Mains Noires et Cœurs Ardents
Chapitre 1 : Le Grisou et la Guerre
Émile Leroy descendit une dernière fois au fond de la fosse 9 de Lens avant la sirène du couvre-feu. Le charbon lui noircissait le visage, incrusté jusque dans ses rides creusées par la fatigue et l’inquiétude. Depuis l’Occupation, les conditions de travail avaient empiré. Les nazis exigeaient toujours plus de production pour alimenter leur industrie de guerre. La peur du grisou hantait les galeries, mais plus encore, la menace d’une rafle planait sur les mineurs soupçonnés de résistance.
À la surface, sa femme, Madeleine, attendait avec leur fils, Paul, 12 ans, et sa fille, Jeanne, 16 ans. Les tickets de rationnement ne suffisaient plus, et chaque repas devenait un casse-tête. Madeleine troquait parfois du linge ou du savon avec les fermiers du coin pour quelques œufs ou un bout de lard.
Chapitre 2 : Le Marché Noir des Corons
Dans les corons, la faim était une ennemie invisible. Les tickets de rationnement donnaient droit à quelques grammes de pain, un peu de sucre, parfois un bout de beurre, mais jamais assez pour nourrir une famille. Pour survivre, certains mineurs et leurs femmes organisaient un marché noir, risqué mais vital.
Parmi eux, la famille Fournier, des voisins et amis des Leroy, faisait partie des plus habiles dans cet échange clandestin. Jules Fournier, mineur comme Émile, connaissait chaque sentier, chaque chemin de traverse menant aux fermes des alentours.
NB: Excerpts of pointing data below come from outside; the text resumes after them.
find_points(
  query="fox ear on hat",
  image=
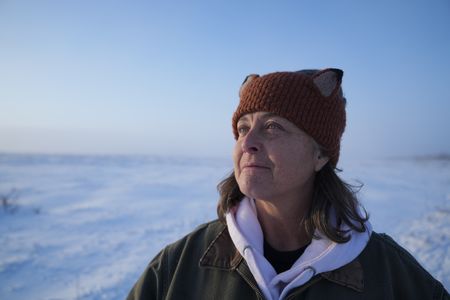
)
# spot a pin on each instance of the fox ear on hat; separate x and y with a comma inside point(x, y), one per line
point(328, 80)
point(247, 80)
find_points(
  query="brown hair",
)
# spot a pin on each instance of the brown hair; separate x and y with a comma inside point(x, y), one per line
point(330, 191)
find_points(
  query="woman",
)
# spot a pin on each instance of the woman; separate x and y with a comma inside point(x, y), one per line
point(289, 227)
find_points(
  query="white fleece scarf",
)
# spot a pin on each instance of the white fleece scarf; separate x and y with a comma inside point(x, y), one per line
point(322, 255)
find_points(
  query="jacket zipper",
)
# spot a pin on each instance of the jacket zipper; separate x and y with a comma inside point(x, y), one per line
point(249, 282)
point(300, 290)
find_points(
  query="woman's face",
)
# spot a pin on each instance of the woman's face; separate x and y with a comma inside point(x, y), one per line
point(273, 158)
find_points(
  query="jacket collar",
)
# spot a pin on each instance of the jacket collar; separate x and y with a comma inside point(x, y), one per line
point(222, 254)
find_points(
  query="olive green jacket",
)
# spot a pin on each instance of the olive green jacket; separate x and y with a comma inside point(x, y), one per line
point(206, 265)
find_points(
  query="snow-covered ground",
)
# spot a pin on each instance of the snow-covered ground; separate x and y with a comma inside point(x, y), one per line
point(85, 227)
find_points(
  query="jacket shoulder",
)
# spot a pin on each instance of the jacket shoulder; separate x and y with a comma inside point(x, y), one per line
point(155, 282)
point(387, 264)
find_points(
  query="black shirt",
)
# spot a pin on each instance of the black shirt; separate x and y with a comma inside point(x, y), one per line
point(281, 260)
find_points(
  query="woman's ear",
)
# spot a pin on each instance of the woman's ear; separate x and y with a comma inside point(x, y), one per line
point(320, 161)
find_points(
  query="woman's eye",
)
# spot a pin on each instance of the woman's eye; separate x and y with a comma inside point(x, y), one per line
point(242, 130)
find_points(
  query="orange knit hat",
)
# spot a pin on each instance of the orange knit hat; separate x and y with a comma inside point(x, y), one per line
point(310, 99)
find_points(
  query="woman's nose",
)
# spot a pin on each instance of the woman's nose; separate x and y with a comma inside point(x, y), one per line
point(251, 142)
— « Ce soir, on part chez les Lefebvre. Ils ont des œufs et des patates, » murmura-t-il un soir à Madeleine.
— « Fais attention, Jules. Les Allemands patrouillent dans les campagnes, » répondit-elle, inquiète.
Jules et son fils Henri, 18 ans, partaient à vélo, des sacs vides attachés au cadre. Ils pédalaient de nuit, traversant les bois et les champs, évitant les routes principales. Une fois chez les fermiers, le troc commençait. Un morceau de charbon volé à la fosse, un savon récupéré grâce aux tickets de rationnement, une vieille montre, tout avait de la valeur.
Une nuit, alors qu’ils revenaient chargés de sacs de pommes de terre et de viande salée, une patrouille allemande apparut à l’horizon. Henri paniqua.
— « Papa, on fait quoi ? »
— « On file par la grange des Dufour, cache-toi si je te le dis ! »
Ils laissèrent tomber les vélos et coururent dans l’obscurité. Heureusement, ils connaissaient chaque mètre du terrain. Un fermier complice leur ouvrit une porte dérobée, et ils restèrent cachés jusqu’à l’aube.
De retour aux corons, la précieuse marchandise fut discrètement répartie entre les familles. Madeleine échangea quelques œufs contre du pain chez une autre voisine, et un bout de viande fut gardé pour les Goldstein.
Dans l’ombre des mines, le marché noir était une question de survie. Mais c’était aussi un acte de résistance, une façon de défier l’occupant en nourrissant ceux qui leur échappaient.
Chapitre 3 : La Résistance et la Brigade Secrète
À l’approche de l’été 1944, un vent d’espoir soufflait sur le Pas-de-Calais. Dans les forêts entre Liévin et Carvin, une brigade de résistants et de militaires parachutés par les Alliés s’organisait dans le plus grand secret.
Le Capitaine Dubreuil, un officier français évadé, dirigeait cette unité. Il coordonnait les actions avec les réseaux locaux, notamment celui d’Henri Fournier, le chef des résistants des corons.
Lors d’une nuit brumeuse, Henri se faufila jusqu’au campement caché entre les arbres. Un cercle de résistants et de soldats l’attendait autour d’une carte étalée sur une caisse de munitions.
— « Nous devons frapper vite et fort. Les Allemands préparent une contre-offensive en cas de débarquement. Il faut les désorganiser. » expliqua Dubreuil.
Les cibles étaient identifiées :
La Kommandantur de Lens : un assaut ciblé pour éliminer les officiers allemands.
Les ponts ferroviaires de la région : empêcher le renfort des troupes nazies.
Le dépôt d’armes de Billy-Montigny : récupérer des munitions pour l’insurrection.
Henri s’avança.
— « Les mineurs sont prêts. On connaît les tunnels sous la ville, on peut les utiliser pour approcher la Kommandantur. »
Le plan fut scellé. L’attaque aurait lieu trois jours avant l’arrivée des Alliés dans le Nord.